When asked of the separate events, and who would be taking charge of the campaign, Cahill stressed that “USI wouldn’t claim to be ‘leading’ on the issue”. She believes that there are various other organisations who have “been at the forefront of this issue for years, challenging what is a barbaric situation”. She also pointed to USI’s passing of a motion to support the ongoing boycott of Aramark, “a student-led campaign which has been particularly visible in TCD”.
Cahill continued: “It’s about basic access still and we won’t be shutting up about it, whether it’s behind a megaphone, with student groups directly, or at every committee table we sit at on behalf of the students in Ireland.”
She also alluded to the structure of USI’s upcoming think-in, where she noted that its intention is to “connect activists, share ongoing campaigns, and build student capacity to advocate and make noise on this issue moving forward”. She recalled that their last think-in, related to Repeal, was a “huge success, because it brought everyone together from all backgrounds of student activism”.
This is not the first time that tension has built between USI and students’ unions, with De Rís previously criticising USI’s response to the government budget in October 2018. At the time, he noted that he found their response was “extremely and disappointingly weak”. He felt that students had been “totally ignored” by USI. De Rís also told TCDSU Council that USI’s priorities “have been a bit amiss this year”.

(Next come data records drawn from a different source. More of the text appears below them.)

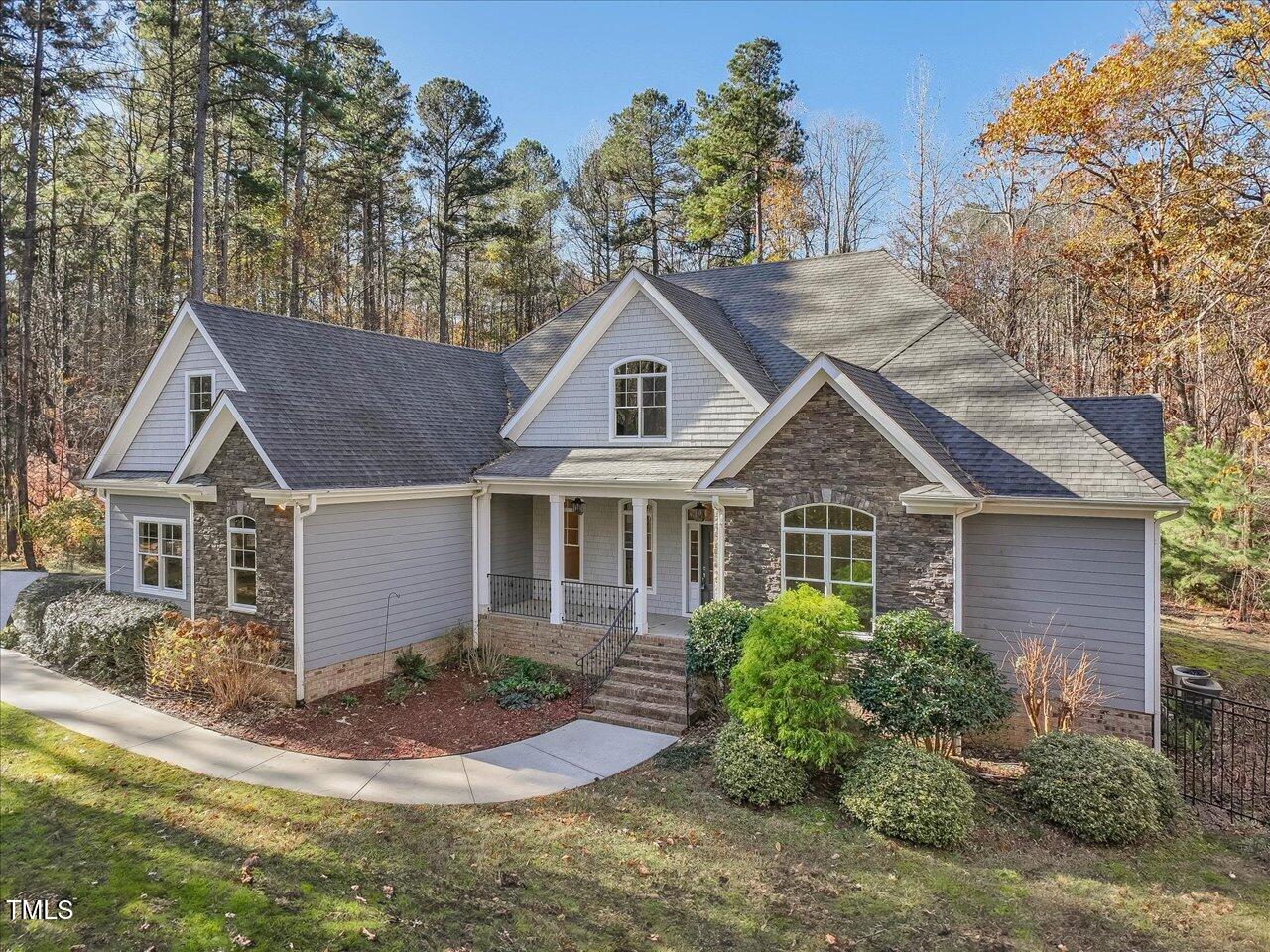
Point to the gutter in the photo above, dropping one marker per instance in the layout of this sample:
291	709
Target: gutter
298	593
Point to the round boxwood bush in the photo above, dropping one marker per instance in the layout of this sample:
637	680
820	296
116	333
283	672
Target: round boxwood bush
715	631
94	635
1092	787
749	769
901	791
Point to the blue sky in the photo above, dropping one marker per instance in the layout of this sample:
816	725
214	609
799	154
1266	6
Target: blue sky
556	70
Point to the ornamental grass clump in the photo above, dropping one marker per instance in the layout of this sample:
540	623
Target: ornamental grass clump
901	791
1095	788
788	684
751	770
232	664
929	683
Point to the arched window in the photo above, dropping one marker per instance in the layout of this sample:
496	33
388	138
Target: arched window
830	548
241	562
640	408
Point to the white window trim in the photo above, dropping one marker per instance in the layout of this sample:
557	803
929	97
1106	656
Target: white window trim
621	543
581	543
190	412
136	556
612	403
229	562
828	548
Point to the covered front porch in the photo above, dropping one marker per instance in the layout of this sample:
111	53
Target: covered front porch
564	551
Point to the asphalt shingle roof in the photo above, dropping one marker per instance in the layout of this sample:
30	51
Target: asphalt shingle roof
338	408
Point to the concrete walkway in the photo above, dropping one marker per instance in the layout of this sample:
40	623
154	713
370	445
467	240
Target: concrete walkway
568	757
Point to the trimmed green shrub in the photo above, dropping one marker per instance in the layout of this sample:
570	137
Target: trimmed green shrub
28	610
899	791
715	634
751	770
94	635
1092	787
1169	793
922	679
788	683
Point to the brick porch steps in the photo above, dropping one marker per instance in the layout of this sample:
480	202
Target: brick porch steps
645	689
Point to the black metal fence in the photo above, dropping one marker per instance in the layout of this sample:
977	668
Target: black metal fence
593	604
1219	748
516	594
598	662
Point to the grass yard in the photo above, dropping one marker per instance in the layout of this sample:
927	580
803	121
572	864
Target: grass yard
652	860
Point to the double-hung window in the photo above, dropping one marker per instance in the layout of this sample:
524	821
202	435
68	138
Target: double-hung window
241	561
627	574
199	389
640	404
830	548
159	566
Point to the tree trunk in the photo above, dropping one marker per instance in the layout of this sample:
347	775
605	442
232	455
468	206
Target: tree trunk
195	239
26	280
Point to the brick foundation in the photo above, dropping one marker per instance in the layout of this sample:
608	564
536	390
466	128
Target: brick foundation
356	671
1015	733
558	645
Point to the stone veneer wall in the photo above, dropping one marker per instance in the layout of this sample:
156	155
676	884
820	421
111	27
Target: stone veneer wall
235	467
829	453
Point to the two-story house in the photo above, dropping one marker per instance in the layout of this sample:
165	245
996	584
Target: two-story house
666	442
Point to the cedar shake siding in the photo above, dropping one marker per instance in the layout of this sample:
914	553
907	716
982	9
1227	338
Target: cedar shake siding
234	468
828	453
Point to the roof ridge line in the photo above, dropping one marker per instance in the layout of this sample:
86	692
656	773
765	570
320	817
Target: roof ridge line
1101	439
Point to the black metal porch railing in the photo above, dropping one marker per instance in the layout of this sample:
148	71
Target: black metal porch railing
598	662
1219	748
516	594
593	604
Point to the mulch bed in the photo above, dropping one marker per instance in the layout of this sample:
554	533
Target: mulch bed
439	720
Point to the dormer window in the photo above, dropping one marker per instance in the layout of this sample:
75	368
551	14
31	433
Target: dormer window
639	399
198	402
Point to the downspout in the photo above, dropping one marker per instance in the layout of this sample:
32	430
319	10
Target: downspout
476	562
298	592
957	561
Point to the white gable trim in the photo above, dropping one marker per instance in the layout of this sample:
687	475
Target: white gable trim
818	372
593	330
200	452
162	366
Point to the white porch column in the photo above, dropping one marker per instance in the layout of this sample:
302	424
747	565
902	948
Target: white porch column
483	549
557	557
639	562
719	549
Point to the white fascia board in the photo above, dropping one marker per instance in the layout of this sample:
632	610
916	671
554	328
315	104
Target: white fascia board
615	489
143	398
151	488
384	494
217	426
818	372
594	329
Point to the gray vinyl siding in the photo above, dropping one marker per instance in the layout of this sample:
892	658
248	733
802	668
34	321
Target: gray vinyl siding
1086	574
123	512
162	438
706	409
511	535
356	553
602	547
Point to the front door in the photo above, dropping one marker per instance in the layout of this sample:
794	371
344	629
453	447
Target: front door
698	563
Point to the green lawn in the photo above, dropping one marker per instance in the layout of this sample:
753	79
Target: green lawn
652	860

The news comes as Trinity is compiling a proposal which would improve access for students who currently live in direct provision, and allow them to receive an undergraduate degree. Trinity has created a working group on the issue, who aim to have the offer available by next September, following a memorandum presented to University Council by TCDSU President, Shane De Rís, earlier this month.
Trinity currently accepts only students who have already been granted official refugee status, or those students who are on humanitarian leave and have been here for at least three years. This means that Trinity does not hold the title of University of Sanctuary, which is given to those universities which accommodate those seeking refuge.
This comes alongside the government’s Student Pilot Support Scheme, which has helped just one student seek higher education since its creation four years ago, leading to criticism of the scheme. This programme contains various criteria, including that a student must have spent a minimum of five years attending a school within the Irish education system.
TCDSU has been mandated to campaign for University of Sanctuary status since 2014. This issue came to the forefront of Trinity student politics when a campaign to boycott Aramark, a catering company which also services direct provision centres, was widely supported by the student body last year.